What matters is how big of a microtubule racetrack can be built to support higher consciousness. But even what we think of as human consciousness is just a middle manager summarizing and reacting to shit.

Most people just don't know shit about how any of it works because science spent 40+ years saying the smartest mathematician alive had a flawed premise. Since humans can't maintain the quantum superposition in laboratory setting, we insisted evolution couldnt figure out how to do it in a human body.

But we can, and we do.

And those microtubules that link up to create that race track where quantum superposition is possible, are in literally every living cell. They're the same thing that pulls DNA apart for replication, they're fucking everywhere, in every living cell.
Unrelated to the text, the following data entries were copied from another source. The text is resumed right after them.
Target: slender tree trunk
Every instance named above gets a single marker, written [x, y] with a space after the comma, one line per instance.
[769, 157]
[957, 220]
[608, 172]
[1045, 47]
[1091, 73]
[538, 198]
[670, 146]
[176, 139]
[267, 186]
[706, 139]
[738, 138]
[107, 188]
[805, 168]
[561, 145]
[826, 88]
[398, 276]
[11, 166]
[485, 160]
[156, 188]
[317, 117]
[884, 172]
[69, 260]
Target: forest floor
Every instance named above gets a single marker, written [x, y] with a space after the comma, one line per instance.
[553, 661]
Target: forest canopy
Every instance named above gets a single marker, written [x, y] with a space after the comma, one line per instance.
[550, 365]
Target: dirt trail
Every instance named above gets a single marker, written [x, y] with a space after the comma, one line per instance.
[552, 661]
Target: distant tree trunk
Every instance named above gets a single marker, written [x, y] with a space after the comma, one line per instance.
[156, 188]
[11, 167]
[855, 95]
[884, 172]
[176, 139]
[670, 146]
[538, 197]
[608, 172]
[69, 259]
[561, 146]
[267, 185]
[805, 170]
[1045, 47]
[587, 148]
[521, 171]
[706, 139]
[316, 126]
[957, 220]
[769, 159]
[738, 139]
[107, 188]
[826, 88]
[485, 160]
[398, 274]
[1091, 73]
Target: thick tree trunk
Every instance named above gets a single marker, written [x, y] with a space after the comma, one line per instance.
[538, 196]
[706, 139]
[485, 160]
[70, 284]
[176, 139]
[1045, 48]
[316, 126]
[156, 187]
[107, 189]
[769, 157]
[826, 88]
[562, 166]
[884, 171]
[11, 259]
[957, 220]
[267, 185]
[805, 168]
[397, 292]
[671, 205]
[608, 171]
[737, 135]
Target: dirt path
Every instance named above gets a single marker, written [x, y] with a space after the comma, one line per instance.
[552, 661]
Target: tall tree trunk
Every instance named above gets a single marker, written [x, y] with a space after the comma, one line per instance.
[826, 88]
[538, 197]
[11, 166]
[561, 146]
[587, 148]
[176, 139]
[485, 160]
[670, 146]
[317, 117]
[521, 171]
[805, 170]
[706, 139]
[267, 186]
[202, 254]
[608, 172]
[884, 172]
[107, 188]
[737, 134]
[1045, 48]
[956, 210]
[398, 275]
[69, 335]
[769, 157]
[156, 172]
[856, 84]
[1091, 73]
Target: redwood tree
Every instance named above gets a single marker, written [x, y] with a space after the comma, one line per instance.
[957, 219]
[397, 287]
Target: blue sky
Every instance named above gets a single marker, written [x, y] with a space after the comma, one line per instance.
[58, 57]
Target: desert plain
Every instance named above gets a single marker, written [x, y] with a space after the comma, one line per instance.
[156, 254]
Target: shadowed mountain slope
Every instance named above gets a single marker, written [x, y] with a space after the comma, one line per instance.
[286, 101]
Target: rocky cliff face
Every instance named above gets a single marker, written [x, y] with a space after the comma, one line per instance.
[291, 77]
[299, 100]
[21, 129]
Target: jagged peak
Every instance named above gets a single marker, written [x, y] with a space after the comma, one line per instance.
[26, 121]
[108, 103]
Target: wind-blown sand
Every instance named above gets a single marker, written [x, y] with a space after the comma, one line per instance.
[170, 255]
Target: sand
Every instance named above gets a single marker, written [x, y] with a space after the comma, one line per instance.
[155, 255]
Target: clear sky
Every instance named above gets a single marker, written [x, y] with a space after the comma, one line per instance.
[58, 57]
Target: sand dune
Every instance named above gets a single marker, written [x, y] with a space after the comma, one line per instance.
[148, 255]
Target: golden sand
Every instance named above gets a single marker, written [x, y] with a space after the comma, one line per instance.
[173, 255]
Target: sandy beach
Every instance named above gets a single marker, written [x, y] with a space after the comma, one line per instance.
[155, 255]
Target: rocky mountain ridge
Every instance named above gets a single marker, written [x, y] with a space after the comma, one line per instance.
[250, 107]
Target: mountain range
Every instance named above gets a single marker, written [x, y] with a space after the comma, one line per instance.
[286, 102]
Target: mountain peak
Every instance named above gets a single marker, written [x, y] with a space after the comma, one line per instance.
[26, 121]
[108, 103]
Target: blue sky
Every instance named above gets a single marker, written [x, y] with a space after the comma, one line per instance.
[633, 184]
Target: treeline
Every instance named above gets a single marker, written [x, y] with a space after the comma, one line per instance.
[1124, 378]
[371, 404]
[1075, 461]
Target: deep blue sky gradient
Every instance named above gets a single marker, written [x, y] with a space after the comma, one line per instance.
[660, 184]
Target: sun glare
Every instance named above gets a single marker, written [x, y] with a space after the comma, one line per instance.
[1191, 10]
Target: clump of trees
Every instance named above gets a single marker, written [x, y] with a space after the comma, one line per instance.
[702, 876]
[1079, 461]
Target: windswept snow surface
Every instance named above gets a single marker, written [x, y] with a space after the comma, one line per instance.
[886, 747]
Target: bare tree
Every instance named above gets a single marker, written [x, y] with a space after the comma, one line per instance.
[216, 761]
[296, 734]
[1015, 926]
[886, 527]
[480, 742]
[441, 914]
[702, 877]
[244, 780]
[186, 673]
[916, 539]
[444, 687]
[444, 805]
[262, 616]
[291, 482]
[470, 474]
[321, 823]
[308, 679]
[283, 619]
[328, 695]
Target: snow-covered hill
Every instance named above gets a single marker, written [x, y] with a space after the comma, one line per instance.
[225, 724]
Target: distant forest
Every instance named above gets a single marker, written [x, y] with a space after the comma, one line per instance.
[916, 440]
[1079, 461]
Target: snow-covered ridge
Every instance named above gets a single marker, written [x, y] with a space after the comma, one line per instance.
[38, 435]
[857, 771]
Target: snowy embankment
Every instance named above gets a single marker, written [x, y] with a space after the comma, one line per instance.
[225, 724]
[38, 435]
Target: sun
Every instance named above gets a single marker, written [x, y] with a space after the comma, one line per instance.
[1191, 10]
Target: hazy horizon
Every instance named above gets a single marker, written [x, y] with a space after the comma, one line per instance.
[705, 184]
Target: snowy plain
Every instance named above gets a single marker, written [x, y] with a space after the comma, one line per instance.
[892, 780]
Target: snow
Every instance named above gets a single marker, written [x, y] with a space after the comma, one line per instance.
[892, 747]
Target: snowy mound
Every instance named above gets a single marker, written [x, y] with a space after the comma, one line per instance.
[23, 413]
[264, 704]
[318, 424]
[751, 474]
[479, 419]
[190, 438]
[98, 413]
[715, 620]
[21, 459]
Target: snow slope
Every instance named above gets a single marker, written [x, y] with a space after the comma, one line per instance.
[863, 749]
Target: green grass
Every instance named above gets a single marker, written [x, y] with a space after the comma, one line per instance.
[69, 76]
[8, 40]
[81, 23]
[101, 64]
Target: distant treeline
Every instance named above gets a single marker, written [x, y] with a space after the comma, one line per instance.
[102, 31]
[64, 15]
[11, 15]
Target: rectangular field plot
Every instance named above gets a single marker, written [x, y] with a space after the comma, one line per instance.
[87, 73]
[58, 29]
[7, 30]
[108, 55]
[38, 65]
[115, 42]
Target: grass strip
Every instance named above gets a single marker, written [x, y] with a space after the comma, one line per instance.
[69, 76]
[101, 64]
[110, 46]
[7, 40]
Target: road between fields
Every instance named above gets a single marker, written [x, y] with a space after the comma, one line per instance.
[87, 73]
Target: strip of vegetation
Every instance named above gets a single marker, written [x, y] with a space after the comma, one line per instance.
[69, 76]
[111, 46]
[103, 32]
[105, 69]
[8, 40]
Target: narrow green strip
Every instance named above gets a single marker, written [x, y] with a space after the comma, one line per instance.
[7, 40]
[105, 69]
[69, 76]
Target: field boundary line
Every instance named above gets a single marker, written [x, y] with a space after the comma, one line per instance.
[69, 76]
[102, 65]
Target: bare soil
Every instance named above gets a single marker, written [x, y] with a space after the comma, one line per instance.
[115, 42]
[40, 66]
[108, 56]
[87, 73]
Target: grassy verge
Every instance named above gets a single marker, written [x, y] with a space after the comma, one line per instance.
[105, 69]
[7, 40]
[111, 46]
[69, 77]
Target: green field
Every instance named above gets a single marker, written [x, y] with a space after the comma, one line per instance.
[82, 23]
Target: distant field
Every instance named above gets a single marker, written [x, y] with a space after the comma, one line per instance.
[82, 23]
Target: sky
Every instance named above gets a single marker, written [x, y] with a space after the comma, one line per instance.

[–] jerkface@lemmy.ca 2 points 1 day ago* (last edited 1 day ago) (1 children)

This is exactly where my thoughts have been leading. Consciousness is a fundamentally INTRA-cellular process, that is augmented by INTER-cellular effects. Neurons are merely specialized to support (among other things) higher consciousness, but every cell participates in some form of it.

These ideas go a long way to explain things like the somatic effects of trauma, personality aspects being transmitted through organ transplant, the obviously aware and self-interested behavior of micro-organisms, the way mental complexity doesn't really seem to scale with organism size, and a lot of other things that I have been thinking about that perhaps get a bit more metaphysical.

I suspect that consciousness is not generated but rather captured and exploited by biological systems.

I'm writing a game that explores a lot of these concepts.

[–] Maeve@kbin.earth 3 points 1 day ago

If that game isn't too large, I'm definitely interested in seeing it/participating.